景気の悪化により、トヨタ自動車など製造業が減産を進める中で、障害者が通う愛知県内の共同作業所でも、請け負っている仕事の量が減ったり、単価が下げられたりする影響が出始めている。障害者年金で暮らす通所者にとって、作業所で得る給与は貴重で、障害者や施設職員の間には先行きへの不安が広がっている。(小山内晃)
知的障害者や自閉症の人ら約40人が通う愛知県小牧市の「すずかけ共同作業所」では、20歳〜50歳代の男女20人ほどが、段ボールを折り返して三角形の緩衝材を組み立てていた。緩衝材は、下請け業者や自動車部品会社がトヨタに納入する窓ガラスを梱包(こんぽう)する。自分たちが作った緩衝材が、トヨタ車に使われているのは通所者にとって誇りでもある。
作業所ではこれまでは1日当たり1200〜1000個の緩衝材を作ってきたが、昨年11月中旬以降は700〜600程度と半減した。さらに、年明けからは、1個当たりの単価が16円から10円に引き下げられた。

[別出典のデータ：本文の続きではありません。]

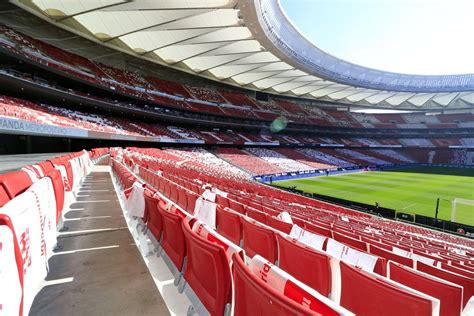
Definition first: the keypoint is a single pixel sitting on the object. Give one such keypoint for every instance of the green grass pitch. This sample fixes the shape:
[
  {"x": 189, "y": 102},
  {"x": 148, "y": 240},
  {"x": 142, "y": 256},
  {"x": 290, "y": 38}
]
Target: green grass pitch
[{"x": 410, "y": 190}]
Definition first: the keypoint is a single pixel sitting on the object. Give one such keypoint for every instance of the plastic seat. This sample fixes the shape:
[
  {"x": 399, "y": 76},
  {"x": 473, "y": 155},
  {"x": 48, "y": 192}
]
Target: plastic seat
[
  {"x": 364, "y": 294},
  {"x": 279, "y": 225},
  {"x": 351, "y": 242},
  {"x": 255, "y": 297},
  {"x": 258, "y": 240},
  {"x": 257, "y": 215},
  {"x": 173, "y": 241},
  {"x": 465, "y": 282},
  {"x": 296, "y": 259},
  {"x": 4, "y": 198},
  {"x": 318, "y": 230},
  {"x": 59, "y": 191},
  {"x": 207, "y": 272},
  {"x": 391, "y": 256},
  {"x": 450, "y": 295},
  {"x": 15, "y": 183},
  {"x": 228, "y": 225},
  {"x": 154, "y": 221}
]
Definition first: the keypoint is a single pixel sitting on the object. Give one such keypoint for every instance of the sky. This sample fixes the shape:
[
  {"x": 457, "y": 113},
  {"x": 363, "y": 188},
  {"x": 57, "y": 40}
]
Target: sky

この影響で、これまで多い月で40万円ほどあった作業による全体の収入は、12月は25万円に激減。今月はさらに減る見通しだ。多い人で月1万8000円だった通所者の給与も、今後はカットせざるを得ない状況となっている。
障害者自立支援法が2006年4月に施行され、障害者が福祉サービスを利用する際には原則1割が自己負担となった。月額8〜6万円の障害者年金で暮らす人にとって給料の占める割合は大きく、給与のカットは痛手だ。作業所では当面の間、蓄えから従来の給与額を支払う予定だが、それも2、3か月程度しか続かないという。
作業所に約20年通っている吉川光男さん(56)は「自動車業界が大変なことは分かるけれど、仕事が少なくなり給料が減るのは困る」と不安そう。指導員の光岡秀昌さん(44)は「作業所は収益が目的ではないとはいえ、通所者は『自分たちが役立っている』とやりがいを持って作業に取り組む人ばかり」と話す。

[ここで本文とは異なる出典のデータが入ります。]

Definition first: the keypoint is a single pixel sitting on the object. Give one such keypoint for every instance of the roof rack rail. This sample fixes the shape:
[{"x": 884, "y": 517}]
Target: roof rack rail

同作業所など約100団体が登録する「きょうされん愛知支部」(名古屋市熱田区)によると、景気が悪化した昨秋以降、車部品などを中心に、多くの作業所で下請けの量が減っている。
同県瀬戸市の「アニモの家」では、遮音材の組み立て作業が11月いっぱいで打ち切りとなった。担当者は「部品以外の仕事も、以前の半分程度に減っており、通所者への工賃の支払いは苦しくなっている」と打ち明ける。同支部の大野健志事務局長は、「作業は金銭面だけでなく、障害者にとっては生きがいにもつながっており、現状は非常に厳しい」と苦しい胸中を隠さなかった。